La mondialisation et la crise devraient-elles nous empêcher de penser à des solutions alternatives ?

Lorsqu'on évoque la décroissance, ou même plus simplement des projets de société qui ne cadrent pas avec le modèle dominant, on se voit souvent opposer le même genre de non-argument. Dans une économie mondialisée, et compte-tenu de la crise, pensez-donc mon bon monsieur, il n'y a pas d'autres alternatives.

Fort heureusement, nos ancêtres n'ont pas toujours été aussi lâches, et ont-il pris quelques bonnes décisions en faisant fi du qu'en dira-t-on.
Par exemple, comme Stéphane Hessel le rappelle dans son livre, la sécurité sociale a été inventée au lendemain de la seconde guerre mondiale, alors que le pays était ruiné par la guerre.
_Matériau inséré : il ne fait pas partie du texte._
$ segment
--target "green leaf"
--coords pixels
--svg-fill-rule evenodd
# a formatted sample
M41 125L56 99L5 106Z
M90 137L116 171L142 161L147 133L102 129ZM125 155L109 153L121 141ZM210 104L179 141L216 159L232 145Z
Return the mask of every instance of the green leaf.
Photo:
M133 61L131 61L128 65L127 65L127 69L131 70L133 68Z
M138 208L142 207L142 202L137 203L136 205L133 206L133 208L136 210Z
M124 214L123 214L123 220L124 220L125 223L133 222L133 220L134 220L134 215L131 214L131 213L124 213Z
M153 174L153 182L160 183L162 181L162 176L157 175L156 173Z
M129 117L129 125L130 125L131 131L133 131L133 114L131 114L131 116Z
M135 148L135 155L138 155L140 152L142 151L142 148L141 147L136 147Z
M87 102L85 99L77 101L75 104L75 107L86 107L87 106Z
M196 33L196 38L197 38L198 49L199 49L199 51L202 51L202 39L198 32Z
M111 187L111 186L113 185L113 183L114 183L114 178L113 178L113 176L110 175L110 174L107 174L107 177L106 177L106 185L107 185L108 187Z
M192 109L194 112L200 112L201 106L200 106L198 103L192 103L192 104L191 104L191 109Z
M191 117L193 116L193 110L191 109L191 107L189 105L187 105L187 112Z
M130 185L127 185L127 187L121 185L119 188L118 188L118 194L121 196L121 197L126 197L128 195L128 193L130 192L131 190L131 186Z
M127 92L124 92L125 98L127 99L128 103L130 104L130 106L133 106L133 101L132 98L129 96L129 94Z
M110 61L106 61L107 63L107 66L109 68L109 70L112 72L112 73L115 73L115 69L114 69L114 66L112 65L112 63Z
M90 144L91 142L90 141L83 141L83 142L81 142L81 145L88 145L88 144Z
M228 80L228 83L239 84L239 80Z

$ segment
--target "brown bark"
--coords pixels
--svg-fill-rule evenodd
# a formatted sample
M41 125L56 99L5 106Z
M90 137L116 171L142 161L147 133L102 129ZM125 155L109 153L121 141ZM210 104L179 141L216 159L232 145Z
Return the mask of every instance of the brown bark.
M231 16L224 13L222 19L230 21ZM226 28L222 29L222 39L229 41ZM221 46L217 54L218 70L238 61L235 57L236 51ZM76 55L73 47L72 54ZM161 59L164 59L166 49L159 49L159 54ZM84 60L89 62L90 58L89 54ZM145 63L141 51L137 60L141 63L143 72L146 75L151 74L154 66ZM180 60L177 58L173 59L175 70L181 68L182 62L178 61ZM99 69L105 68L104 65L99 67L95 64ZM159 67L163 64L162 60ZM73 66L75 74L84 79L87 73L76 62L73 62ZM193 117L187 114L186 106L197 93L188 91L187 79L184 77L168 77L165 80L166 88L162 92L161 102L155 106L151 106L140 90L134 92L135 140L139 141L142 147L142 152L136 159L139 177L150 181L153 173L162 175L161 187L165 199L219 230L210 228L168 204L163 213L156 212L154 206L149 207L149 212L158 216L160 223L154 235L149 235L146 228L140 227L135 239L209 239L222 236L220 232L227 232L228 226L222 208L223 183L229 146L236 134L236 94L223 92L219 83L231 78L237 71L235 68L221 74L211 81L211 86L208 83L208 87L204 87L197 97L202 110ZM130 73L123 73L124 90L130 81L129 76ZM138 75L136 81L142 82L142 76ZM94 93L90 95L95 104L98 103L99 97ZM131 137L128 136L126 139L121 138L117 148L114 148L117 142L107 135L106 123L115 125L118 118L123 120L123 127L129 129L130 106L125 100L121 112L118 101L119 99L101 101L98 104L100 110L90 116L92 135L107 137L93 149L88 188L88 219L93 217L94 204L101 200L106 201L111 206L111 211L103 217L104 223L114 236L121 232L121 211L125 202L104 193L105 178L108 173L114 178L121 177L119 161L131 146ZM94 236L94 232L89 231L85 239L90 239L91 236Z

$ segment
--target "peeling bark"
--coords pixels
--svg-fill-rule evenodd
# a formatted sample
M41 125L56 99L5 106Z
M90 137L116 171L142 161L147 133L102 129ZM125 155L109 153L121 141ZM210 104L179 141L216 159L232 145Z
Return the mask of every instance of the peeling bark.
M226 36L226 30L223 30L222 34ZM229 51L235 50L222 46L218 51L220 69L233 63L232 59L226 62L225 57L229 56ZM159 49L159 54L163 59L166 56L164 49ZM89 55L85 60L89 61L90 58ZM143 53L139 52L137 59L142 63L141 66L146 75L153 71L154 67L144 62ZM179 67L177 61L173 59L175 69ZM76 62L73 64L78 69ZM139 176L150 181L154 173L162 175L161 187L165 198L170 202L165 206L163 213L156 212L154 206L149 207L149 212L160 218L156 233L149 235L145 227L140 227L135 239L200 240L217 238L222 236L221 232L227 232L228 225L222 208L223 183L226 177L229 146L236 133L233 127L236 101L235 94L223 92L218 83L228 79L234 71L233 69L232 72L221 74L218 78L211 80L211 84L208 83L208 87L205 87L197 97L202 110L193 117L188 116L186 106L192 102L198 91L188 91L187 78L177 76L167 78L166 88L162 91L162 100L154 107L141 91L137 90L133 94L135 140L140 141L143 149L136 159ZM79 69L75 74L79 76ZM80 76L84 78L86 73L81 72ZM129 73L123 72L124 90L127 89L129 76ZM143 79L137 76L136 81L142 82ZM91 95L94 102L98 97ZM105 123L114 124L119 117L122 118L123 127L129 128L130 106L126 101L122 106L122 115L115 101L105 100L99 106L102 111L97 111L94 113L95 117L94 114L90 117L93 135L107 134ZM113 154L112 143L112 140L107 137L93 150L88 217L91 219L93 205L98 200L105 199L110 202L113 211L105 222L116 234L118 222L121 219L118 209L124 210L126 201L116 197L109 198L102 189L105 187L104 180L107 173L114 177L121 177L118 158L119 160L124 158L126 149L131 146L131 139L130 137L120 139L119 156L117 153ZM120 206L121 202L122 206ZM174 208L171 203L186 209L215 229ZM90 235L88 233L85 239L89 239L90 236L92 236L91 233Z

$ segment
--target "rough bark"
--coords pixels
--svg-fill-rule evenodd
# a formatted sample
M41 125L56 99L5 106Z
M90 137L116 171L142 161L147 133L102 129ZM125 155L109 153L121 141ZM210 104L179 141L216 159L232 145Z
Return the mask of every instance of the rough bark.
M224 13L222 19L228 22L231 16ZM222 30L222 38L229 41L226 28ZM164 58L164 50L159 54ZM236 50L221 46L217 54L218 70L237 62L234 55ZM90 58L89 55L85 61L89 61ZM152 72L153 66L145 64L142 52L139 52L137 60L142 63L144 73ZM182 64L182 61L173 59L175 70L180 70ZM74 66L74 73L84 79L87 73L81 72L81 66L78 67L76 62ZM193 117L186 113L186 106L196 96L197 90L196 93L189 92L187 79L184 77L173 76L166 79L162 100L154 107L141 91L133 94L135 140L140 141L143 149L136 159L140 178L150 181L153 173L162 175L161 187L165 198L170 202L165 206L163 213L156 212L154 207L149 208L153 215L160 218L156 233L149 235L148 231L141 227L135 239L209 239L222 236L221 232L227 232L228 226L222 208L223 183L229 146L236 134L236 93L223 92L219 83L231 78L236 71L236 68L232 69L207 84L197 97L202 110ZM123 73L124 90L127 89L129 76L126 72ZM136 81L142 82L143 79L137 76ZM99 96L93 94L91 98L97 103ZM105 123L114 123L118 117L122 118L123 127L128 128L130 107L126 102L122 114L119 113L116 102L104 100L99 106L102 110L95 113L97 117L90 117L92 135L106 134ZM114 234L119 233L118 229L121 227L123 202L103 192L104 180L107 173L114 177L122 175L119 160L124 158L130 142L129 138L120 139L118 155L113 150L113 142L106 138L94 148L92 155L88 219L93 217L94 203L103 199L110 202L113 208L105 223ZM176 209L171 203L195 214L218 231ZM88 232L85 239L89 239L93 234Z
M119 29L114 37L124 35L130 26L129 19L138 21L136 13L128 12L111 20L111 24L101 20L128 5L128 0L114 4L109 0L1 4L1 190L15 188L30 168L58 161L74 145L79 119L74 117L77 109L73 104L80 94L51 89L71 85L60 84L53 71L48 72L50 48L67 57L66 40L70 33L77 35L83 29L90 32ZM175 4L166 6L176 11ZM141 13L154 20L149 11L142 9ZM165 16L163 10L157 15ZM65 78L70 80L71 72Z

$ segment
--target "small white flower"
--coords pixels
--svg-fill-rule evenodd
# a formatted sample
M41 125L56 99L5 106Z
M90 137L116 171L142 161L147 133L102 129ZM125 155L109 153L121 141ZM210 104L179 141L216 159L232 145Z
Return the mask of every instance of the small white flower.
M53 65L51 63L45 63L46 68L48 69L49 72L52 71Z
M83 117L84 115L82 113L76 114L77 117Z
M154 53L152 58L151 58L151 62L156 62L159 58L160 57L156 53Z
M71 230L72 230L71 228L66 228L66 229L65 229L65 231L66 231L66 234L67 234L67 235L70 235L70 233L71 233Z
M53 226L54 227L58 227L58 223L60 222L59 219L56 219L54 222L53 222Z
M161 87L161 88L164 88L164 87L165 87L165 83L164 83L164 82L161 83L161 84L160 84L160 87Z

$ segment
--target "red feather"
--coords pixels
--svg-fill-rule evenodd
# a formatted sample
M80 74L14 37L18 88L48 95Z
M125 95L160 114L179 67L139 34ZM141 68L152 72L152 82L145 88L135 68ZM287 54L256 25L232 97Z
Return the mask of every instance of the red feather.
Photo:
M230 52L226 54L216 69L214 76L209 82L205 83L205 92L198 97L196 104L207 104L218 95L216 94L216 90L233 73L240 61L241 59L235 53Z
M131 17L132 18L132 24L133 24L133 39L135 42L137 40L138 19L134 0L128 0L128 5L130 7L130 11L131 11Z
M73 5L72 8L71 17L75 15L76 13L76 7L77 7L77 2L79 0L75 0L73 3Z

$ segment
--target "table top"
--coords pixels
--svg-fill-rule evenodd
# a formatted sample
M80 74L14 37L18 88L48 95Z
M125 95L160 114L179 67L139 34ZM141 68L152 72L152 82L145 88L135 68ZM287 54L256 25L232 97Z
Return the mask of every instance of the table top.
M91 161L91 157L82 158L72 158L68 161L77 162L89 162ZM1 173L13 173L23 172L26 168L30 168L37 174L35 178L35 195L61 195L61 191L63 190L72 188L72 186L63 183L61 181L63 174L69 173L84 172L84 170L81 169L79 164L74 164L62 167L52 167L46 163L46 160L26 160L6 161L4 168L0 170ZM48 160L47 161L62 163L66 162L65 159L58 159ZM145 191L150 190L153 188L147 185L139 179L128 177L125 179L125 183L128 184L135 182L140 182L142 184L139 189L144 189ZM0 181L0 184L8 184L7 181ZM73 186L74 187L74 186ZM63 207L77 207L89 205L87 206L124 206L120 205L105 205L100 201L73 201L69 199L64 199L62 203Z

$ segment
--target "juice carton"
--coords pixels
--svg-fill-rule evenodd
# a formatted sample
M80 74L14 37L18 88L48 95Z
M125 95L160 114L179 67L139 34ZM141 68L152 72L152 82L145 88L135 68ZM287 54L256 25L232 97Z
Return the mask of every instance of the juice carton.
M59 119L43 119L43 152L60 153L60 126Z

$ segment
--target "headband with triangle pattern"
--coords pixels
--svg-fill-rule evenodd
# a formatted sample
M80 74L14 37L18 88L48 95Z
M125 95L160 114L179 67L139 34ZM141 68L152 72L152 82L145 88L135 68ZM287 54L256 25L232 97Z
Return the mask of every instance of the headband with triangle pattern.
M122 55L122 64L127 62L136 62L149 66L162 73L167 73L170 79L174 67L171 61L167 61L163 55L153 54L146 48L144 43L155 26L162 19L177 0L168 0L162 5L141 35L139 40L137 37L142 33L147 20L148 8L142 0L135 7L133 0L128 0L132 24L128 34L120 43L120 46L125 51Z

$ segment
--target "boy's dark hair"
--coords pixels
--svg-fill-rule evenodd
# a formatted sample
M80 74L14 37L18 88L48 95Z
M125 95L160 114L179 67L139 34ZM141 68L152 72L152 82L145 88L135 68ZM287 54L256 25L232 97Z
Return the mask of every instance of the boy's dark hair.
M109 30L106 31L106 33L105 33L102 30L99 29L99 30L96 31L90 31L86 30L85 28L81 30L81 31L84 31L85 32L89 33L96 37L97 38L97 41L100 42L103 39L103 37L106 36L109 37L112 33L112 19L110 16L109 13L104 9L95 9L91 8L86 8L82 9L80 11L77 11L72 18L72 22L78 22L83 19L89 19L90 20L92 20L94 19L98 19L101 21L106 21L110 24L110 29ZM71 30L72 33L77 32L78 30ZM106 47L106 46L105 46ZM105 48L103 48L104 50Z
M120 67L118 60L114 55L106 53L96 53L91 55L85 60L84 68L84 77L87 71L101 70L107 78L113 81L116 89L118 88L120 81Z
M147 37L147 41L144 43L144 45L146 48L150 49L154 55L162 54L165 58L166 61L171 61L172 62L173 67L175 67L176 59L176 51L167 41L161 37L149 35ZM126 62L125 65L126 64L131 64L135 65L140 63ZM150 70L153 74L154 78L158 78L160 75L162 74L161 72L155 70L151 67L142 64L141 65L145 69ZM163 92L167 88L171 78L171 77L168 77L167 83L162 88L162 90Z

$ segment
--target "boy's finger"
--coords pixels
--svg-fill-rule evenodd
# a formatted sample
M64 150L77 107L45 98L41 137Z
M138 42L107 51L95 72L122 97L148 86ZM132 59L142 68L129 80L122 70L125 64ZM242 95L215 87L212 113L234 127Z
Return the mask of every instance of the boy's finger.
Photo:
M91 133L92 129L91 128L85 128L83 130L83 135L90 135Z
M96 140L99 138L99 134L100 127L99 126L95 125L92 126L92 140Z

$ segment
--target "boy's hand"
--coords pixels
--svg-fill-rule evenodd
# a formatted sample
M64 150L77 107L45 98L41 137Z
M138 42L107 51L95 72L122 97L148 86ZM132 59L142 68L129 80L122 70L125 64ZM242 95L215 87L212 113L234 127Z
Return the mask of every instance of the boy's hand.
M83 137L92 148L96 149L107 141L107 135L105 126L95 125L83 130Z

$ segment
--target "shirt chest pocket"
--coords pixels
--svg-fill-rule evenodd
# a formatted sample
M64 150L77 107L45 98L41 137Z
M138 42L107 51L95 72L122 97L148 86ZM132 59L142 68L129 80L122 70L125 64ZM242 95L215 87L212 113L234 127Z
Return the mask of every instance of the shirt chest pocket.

Que je sache, il n'a pas été besoin d'attendre que les autres pays s'y mettent pour se lancer dans le projet. Il s'agissait avant tout de poser les bases d'un fonctionnement juste et légitime, sans se poser la question de son adoption ou non par les pays alentour. Plus récemment, les Allemands ne nous ont pas demandé notre avis pour mettre en place une sortie progressive du nucléaire, avec plus ou moins de succès, mais la question n'est pas là. Aujourd'hui, on a tendance à évaluer les politiques publiques exclusivement à la lumière de la compétitivité internationale et de l'efficacité économique.

L'abolition de l'esclavage, la fin du travail des enfants, l'introduction de la notion de congés payés... sont autant de choix qui n'avaient rien d'intéressant économiquement. C'était même au contraire se priver de main d'œuvre bon marché sous le seul prétexte humaniste.

Les nations les plus développées aujourd'hui, celles qui restent les plus riches et où l'espérance de vie est la meilleure sont précisément celles qui ont fait ces choix économiquement aberrants, mais courageux.
N'y a-t-il plus personne aujourd'hui pour proposer ce type de projet de société ? Sommes-nous condamnés à ce nivellement par le bas perpétuel sous le prétexte de la compétitivité économique ?

Ne suffirait-il pas de proposer un modèle complet cohérent, au lieu d'évaluer chaque mesure toutes choses égales par ailleurs. Il est vraisemblable qu'on ne puisse pas aujourd'hui financer une nouvelle réduction du temps de travail, comme le propose Michel Rocard, ou la gratuité des transports en commun. Cela n'est possible qu'au prix de profondes mutations de nos sociétés qu'il ne faut pas craindre. Rien ne nous oblige de faire les mêmes choix que nos voisins. En revanche, il est indispensable de rester cohérent par rapport à nos propres choix.
Acceptons que les riches soient moins riches pour que les pauvres soient moins pauvres. Cessons de nous cacher derrière le petit doigt de la mondialisation pour éviter de changer une société pourtant notoirement déficiente. Arrêtons de nous trouver de fausses excuses pour ne pas faire les réformes que l'humanisme, et non le marché, nous impose.